There are different situations here - one is social media companies providing of data to law enforcement agencies, and the other is sharing of data for commercial purposes.

With respect to first kind - in India we seem to be going the NSA-PRISM way with respect to surveillance by setting up the Central Monitoring System (CMS). Unlike earlier surveillance regimes, CMS will not require the intervention of any communication/ internet service provider (ISP), and can directly monitor communications in real time. There are no legal safeguards against misuse of communication information, or frameworks of accountability of law enforcement agencies. At this point since we do not know what the data retention guidelines (that are expected to be issued) will look like - but the consequences of a CMS can be chilling.

I don't think we can say what effect the guidelines will have on the CMS, but if the government has direct access to communications and need not go through the intermediary at all, then these retention guidelines seem futile. Especially since the CMS requires no trigger for surveillance. Communication service providers are subject to licensing conditions that require direct access to communications without a warrant.

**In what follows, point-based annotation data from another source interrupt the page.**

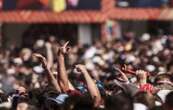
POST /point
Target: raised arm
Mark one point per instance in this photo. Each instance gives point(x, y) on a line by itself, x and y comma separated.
point(123, 75)
point(92, 88)
point(49, 55)
point(51, 78)
point(63, 80)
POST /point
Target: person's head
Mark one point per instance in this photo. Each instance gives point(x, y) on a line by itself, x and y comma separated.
point(168, 105)
point(79, 103)
point(118, 102)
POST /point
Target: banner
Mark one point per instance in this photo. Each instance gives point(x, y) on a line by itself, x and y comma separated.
point(58, 5)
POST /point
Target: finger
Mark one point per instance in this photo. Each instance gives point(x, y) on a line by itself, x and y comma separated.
point(65, 45)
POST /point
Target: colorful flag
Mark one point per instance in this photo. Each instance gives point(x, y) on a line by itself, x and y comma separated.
point(1, 4)
point(45, 2)
point(58, 5)
point(24, 3)
point(73, 3)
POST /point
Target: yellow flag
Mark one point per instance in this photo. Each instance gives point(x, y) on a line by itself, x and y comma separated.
point(58, 5)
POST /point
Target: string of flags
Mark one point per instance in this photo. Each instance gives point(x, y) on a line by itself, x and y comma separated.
point(55, 5)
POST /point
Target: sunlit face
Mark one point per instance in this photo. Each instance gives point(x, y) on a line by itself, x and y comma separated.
point(22, 106)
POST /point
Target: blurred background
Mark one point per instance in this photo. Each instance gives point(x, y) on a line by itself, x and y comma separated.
point(82, 21)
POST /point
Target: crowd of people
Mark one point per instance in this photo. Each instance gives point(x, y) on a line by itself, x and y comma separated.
point(127, 73)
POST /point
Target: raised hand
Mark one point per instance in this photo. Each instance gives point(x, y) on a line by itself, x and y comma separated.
point(64, 49)
point(80, 68)
point(41, 58)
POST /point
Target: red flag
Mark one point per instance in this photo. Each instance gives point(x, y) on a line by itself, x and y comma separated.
point(45, 2)
point(24, 3)
point(1, 4)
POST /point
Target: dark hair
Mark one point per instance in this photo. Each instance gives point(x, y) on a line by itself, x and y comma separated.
point(169, 100)
point(79, 103)
point(120, 102)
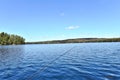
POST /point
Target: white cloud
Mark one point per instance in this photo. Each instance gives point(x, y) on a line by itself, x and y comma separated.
point(72, 27)
point(62, 14)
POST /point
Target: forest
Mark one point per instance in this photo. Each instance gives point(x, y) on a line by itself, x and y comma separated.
point(10, 39)
point(77, 40)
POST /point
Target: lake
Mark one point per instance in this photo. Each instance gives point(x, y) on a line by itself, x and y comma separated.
point(82, 61)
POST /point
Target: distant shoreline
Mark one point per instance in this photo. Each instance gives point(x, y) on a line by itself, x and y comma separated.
point(77, 40)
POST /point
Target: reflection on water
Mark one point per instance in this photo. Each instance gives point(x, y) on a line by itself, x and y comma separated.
point(86, 61)
point(10, 55)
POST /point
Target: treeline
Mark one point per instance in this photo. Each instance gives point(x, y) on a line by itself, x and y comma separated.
point(7, 39)
point(78, 40)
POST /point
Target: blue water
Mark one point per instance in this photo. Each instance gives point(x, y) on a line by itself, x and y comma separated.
point(83, 61)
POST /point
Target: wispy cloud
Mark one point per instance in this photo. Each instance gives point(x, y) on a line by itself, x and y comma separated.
point(72, 27)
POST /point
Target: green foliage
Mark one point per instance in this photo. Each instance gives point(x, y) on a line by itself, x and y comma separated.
point(7, 39)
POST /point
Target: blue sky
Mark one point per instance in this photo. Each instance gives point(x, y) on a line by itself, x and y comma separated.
point(39, 20)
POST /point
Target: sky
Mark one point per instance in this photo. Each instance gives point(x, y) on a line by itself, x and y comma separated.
point(41, 20)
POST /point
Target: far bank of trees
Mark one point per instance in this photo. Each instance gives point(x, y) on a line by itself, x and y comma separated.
point(79, 40)
point(10, 39)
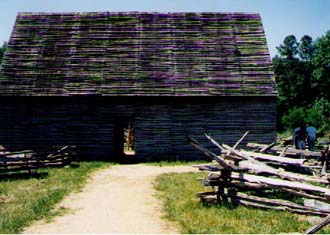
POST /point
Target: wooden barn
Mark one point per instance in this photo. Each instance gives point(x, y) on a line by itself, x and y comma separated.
point(134, 84)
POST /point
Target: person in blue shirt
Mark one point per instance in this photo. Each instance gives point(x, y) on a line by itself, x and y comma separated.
point(311, 136)
point(295, 137)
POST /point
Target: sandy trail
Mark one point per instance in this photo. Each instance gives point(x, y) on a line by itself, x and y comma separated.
point(120, 199)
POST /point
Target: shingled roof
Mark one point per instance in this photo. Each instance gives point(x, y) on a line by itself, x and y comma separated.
point(137, 54)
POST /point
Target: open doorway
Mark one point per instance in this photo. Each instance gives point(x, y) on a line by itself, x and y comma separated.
point(129, 139)
point(124, 139)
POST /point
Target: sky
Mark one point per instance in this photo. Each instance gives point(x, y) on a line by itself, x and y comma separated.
point(280, 17)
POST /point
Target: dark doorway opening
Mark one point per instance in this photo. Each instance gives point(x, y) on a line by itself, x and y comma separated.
point(124, 140)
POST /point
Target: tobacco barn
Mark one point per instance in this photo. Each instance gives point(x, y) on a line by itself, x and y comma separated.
point(135, 84)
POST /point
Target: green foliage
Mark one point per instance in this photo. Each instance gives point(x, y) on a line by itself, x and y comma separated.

On the other hand, Section 67C (under which the retention guidelines are to be issued) is very wide, and does not provide circumstances under which data may be retained. The guidelines that are imminent could provide some clarity, and also limit the duration for which social networks can retain user data.

On commercial sharing of data- as stated earlier, in India we are at the mercy of the copious T&C that we sign on to, to be able to access the benefits of the platform. The advertising model for revenue generation that most internet companies rely on requires the collection of user data to target their advertisements. Essentially, services that are given to us ‘free’ - like Facebook, Gmail, Twitter or Uber are being subsidised by our data.

Privacy policies are fluid

Sometimes, privacy policies are altered post clicking ‘accept’ in ways that compromise the users’ privacy. (Again, you just don't have any other option except to opt out), and often, when such alterations happen, terms of use deem the continued use of the application as acceptance of revised privacy policies.

WhatsApp had post its acquisition by Facebook suddenly announced changes to its privacy policy which would allow it to share user data with Facebook. Two students had challenged WhatsApp’s revision to its privacy policy before Delhi High Court. The Court dismissed the petition insisting that users could opt out by deleting their accounts.

When a similar challenge was mounted before the authorities in UK, Facebook had to put a pause on their data sharing - and this was because of its strong data protection policy. Under the UK data protection law, the company has to inform the authority established under the Act of any changes in the use of user data. In the case of WhatsApp, the UK authority objected to such sharing.

When Windows 10 was launched, users were allocated an advertising ID for targeted advertising and data collection by Microsoft's personal assistant, Cortana. What we see is that a decision on whether or not to trade my privacy for a service is not left to the user. Privacy experts and human rights activists have been arguing that a better approach to managing targetting should be to allow consumers to opt into services. But this is something that commercial interests have really opposed. For instance, in the US, when Senator Ellen Corbett from California introduced a bill to give consumers greater control over their private data by making the default setting on social networking sites privacy compliant - Facebook, Google, Skype, and Twitter banded together to oppose it.

We need a data protection law that contains the national privacy principles that the justice Shah committee had listed and we do require a regulatory authority to be set up that can implement the law. Till that happens, we are are the mercy of the terms and conditions of apps and services that we accept.

Anita Gurumurthy and Amrita Vasudevan are with IT for Change, an NGO in Bengaluru that works at the intersection of digital technologies, development and social justice.